Behind the curtain: How accessibility testing rules are created
- By Jean-Yves Moyen - Apr 08, 2024
If website accessibility is part of your work, chances are you rely on automated testing. Click a button and let it do its thing, right?
But have you ever wondered what goes into creating the rules that govern accessibility testing? Or who makes the rules?
As co-chair of the Accessibility Conformance Testing Rules Community Group (or as we call it, ACT-R), I can tell you that the rules don’t come out of nowhere. Each one takes hours to write, review, and tinker with, by multiple people, often over the course of days. By my estimate, development of each new testing rule takes a total of about 50-200 hours and requires the expertise of 4-5 people.
Speaking for myself, I dedicate a day per week to reviewing and writing rules, hosting a bi-monthly call with the group, plus an additional time each week syncing with my co-chair, Carlos Duarte, an expert in Human-Computer Interaction (HCI) from the University of Lisbon.
It does take a lot of time, but it’s also incredibly gratifying: Reliable testing rules are key to detecting failures and prevent false positives (alerts that there’s a problem when there really isn’t), which means there are digital barriers to people with disabilities, and they go a long way toward saving time for web ops experts. A win for inclusivity and business!
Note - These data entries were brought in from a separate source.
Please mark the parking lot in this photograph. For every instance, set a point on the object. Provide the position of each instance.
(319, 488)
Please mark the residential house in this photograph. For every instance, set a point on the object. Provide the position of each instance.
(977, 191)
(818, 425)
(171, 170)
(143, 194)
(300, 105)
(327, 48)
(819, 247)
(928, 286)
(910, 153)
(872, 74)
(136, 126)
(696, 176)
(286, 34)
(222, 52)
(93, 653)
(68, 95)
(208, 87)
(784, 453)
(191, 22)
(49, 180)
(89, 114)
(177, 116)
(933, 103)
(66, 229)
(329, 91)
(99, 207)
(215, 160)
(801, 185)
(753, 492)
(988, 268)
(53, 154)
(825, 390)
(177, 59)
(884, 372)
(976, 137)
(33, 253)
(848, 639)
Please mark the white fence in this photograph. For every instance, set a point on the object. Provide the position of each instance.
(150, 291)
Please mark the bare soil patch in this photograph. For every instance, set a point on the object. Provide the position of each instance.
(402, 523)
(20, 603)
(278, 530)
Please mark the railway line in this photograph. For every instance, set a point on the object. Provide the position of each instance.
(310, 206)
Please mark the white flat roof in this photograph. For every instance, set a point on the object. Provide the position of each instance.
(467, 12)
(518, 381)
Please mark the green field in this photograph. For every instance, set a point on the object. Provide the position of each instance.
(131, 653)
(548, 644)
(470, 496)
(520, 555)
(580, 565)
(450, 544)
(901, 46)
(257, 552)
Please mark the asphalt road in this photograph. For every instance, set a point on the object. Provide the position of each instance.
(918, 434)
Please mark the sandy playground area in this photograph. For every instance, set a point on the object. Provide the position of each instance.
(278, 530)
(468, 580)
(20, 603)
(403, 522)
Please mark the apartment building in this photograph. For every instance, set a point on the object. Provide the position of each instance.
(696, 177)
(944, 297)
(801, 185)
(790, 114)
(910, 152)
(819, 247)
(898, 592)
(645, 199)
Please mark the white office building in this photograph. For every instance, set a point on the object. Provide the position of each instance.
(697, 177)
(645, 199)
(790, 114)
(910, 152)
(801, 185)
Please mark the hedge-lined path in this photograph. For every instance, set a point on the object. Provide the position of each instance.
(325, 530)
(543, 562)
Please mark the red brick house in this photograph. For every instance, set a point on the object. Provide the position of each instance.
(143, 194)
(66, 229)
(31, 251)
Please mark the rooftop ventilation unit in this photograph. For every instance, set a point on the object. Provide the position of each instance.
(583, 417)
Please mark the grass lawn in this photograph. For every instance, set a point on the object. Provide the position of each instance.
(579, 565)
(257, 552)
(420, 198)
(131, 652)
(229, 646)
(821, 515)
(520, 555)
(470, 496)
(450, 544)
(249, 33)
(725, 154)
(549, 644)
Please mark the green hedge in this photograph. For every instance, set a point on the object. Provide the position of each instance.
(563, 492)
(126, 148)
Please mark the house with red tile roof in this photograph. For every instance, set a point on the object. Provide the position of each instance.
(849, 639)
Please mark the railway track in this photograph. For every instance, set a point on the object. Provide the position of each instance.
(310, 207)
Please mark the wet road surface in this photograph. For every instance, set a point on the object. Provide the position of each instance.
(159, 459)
Lately I’ve been deep in the weeds of WCAG 2.2, the latest version of the Web Content Accessibility Guidelines, which was released in October 2023 and requires hard work from accessibility experts like me, Carlos, and others to pore over the success criteria and do our part to develop the testing rules that uncover issues with meeting those criteria.
Why ACT exists
Right out of the gate, it’s important to know that people can interpret WCAG criteria differently, and that’s why Accessibility Conformance Testing exists. For example, ambiguity in the success criterion WCAG 1.4.3 for color contrast, which ensures that there’s sufficient contrast between the text and the background colors so people with color vision deficits can read the text, can lead to designers to calculate contrast ratios differently; this inconsistency naturally creates problems for users who are colorblind.
ACT ensures that we all agree on the same methods to assess if a criterion, such as color contrast, is met or not.
How a new accessibility testing rule gets made
So, how are new testing rules created? And how does everyone in the ACT-R Community Group agree on a rule?
It’s typically a matter of intensive review, tinkering, and building consensus. Once anyone from this group drafts a rule, three participants from the group who come from organizations ranging from Siteimprove or other accessibility testing providers like Deque to companies as large as IBM, CVS, and Airbnb adjust, tinker, debate, agree, and disagree before arriving at consensus and moving it along to WCAG for final approval.
Along the way, anyone else in the group beyond those three can jump in with their feedback and sniff out any problems with it. If one of the participants does find an issue, the rule goes back to the start of the process.
Once WCAG approves the rule, it’s published on the the WCAG page.
What we look for
These WCAG-approved testing rules form the core for automated accessibility checks, including the ones we use in the Siteimprove platform, and we take great care in making sure that the rules are robust and reliable because there are certainly scenarios in which automated testing fails: It doesn’t flag issues that should be flagged.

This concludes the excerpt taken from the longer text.